Ils seront près de 400 personnes à manifester cet après midi à Paris. La direction et les salariés de l’entreprise Tefal de Rumilly accompagnés d’une délégation d’élus dont le maire Christian Dulac seront tous rassemblés devant l’Assemblée nationale à 14 h aujourd’hui pour faire pression sur le gouvernement. Ils entendent s’opposer au projet de loi d’un député écologiste qui vise à interdire les Pfas, autrement dit les polluants éternels dans l’industrie. Un projet de loi qui, s’il venait à être adopté pourrait entraîner selon l’entreprise la fermeture du site de Rumilly et mettre ainsi en péril l’avenir de 1500 salariés.
La proposition de loi du député Nicolas Thierry est à retrouver ici:
PROPOSITION DE LOI
visant à lutter contre les risques liés aux substances
per- et polyfluoroalkylée présentée par M. Nicolas THIERRY, député.
Depuis les années 1940, les substances per- et polyfluoroalkylées (PFAS) sont largement utilisées dans l’industrie et les produits manufacturés. Ces substances, qui contiennent toutes des liaisons carbone‑fluor très stables, ont progressivement été intégrées à notre quotidien en raison de leurs propriétés chimiques spectaculaires. Elles représentent aujourd’hui une pollution majeure et persistante, à l’origine d’une déstabilisation probablement irréversible de l’environnement et de risques graves pour la santé.
Les PFAS représentent plusieurs milliers de substances. Elles sont un vaste groupe de composés, développés pour accroître la résistance des produits aux processus de dégradation. Poêles, cordes de guitare, cosmétiques, mousses anti‑incendie, batteries, peintures, pesticides, textiles, emballages alimentaires, prothèses médicales : tous ces objets contiennent des PFAS, utilisés notamment pour leur imperméabilité, leur résistance à la chaleur ou à la lumière, leurs propriétés antiadhésives ou anti‑tâches.
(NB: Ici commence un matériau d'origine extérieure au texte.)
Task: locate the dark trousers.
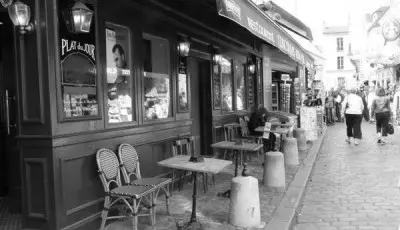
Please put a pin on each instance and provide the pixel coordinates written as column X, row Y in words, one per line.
column 329, row 116
column 353, row 123
column 382, row 122
column 338, row 109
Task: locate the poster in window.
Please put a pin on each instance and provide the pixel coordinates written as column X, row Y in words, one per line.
column 119, row 80
column 78, row 70
column 182, row 91
column 216, row 81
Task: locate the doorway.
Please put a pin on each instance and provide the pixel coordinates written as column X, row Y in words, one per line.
column 10, row 175
column 199, row 72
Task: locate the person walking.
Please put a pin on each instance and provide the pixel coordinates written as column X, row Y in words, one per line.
column 381, row 111
column 352, row 109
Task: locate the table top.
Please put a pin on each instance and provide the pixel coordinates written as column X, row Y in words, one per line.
column 278, row 130
column 210, row 165
column 231, row 145
column 282, row 125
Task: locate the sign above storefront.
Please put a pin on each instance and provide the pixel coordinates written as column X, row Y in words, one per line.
column 247, row 15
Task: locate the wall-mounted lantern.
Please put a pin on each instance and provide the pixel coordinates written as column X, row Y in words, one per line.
column 251, row 67
column 78, row 18
column 184, row 47
column 20, row 15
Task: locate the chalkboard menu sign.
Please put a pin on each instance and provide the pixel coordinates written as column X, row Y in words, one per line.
column 250, row 89
column 78, row 69
column 216, row 81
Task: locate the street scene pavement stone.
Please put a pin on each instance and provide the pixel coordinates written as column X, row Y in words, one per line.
column 353, row 187
column 213, row 211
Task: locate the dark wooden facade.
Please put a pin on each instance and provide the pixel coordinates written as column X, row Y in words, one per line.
column 60, row 185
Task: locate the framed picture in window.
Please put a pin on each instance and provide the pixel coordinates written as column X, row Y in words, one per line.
column 183, row 93
column 119, row 78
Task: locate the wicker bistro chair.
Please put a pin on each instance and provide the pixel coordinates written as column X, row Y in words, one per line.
column 128, row 196
column 130, row 166
column 185, row 146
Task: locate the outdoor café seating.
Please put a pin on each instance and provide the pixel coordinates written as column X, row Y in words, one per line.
column 127, row 197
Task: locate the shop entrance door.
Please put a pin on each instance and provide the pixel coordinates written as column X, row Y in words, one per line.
column 10, row 175
column 200, row 106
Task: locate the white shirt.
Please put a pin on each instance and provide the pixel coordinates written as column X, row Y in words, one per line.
column 355, row 104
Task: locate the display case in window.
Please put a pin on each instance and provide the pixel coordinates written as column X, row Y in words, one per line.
column 156, row 78
column 227, row 84
column 78, row 80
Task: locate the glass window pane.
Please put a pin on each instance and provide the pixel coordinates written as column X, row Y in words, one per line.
column 227, row 84
column 119, row 78
column 241, row 90
column 157, row 79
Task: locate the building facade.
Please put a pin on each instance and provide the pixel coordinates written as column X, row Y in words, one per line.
column 339, row 71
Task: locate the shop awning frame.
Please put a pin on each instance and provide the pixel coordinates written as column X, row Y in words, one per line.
column 248, row 15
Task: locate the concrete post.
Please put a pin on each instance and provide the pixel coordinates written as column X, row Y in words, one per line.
column 300, row 135
column 274, row 170
column 291, row 151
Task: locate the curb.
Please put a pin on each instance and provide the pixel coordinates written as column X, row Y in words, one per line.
column 284, row 217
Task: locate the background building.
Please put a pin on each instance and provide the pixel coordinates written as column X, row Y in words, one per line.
column 339, row 71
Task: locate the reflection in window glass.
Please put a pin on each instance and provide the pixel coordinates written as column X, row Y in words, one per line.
column 227, row 84
column 241, row 91
column 157, row 80
column 119, row 80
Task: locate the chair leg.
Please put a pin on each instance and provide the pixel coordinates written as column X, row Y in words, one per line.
column 134, row 215
column 167, row 195
column 104, row 213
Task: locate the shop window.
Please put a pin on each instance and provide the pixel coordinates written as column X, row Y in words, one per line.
column 339, row 44
column 156, row 78
column 340, row 62
column 240, row 85
column 119, row 77
column 227, row 84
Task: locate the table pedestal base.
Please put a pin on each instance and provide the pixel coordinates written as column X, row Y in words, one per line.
column 226, row 194
column 192, row 226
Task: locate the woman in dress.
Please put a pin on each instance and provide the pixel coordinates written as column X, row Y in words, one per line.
column 381, row 111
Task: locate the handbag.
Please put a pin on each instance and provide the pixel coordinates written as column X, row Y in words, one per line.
column 390, row 129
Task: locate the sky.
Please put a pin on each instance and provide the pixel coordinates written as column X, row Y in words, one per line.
column 333, row 12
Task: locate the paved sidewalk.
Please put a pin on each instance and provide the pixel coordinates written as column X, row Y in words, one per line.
column 353, row 187
column 213, row 211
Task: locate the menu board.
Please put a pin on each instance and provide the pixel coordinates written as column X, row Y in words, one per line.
column 78, row 70
column 250, row 89
column 216, row 81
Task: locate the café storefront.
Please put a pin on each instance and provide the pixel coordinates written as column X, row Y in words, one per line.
column 141, row 72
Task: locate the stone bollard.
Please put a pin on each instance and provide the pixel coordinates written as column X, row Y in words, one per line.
column 300, row 135
column 291, row 151
column 244, row 207
column 274, row 170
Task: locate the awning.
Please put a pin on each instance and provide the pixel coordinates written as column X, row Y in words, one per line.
column 248, row 15
column 306, row 44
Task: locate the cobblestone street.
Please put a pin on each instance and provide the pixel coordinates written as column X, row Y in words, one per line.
column 353, row 187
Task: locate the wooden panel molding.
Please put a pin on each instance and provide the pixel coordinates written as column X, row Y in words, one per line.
column 36, row 177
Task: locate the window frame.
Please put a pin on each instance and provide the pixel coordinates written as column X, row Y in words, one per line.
column 339, row 44
column 133, row 94
column 171, row 83
column 340, row 62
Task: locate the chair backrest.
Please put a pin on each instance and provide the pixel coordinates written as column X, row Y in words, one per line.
column 129, row 160
column 243, row 127
column 229, row 132
column 184, row 146
column 108, row 168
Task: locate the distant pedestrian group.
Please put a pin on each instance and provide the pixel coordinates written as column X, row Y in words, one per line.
column 355, row 107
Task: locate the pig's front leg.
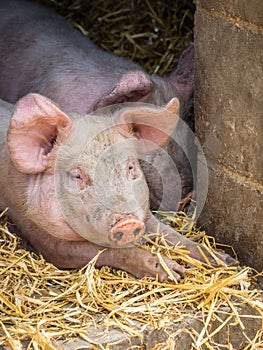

Les PFAS sont extrêmement persistantes dans l’environnement. Leurs liaisons carbone‑fluor comptent parmi les liaisons chimiques les plus stables, ce qui les rend très fortement résistantes aux dégradations biologiques naturelles, voire pratiquement indestructibles. Cette persistance explique leur accumulation dans l’environnement et dans les organismes vivants, au point que les PFAS sont aujourd’hui également connus sous le nom de « polluants éternels ».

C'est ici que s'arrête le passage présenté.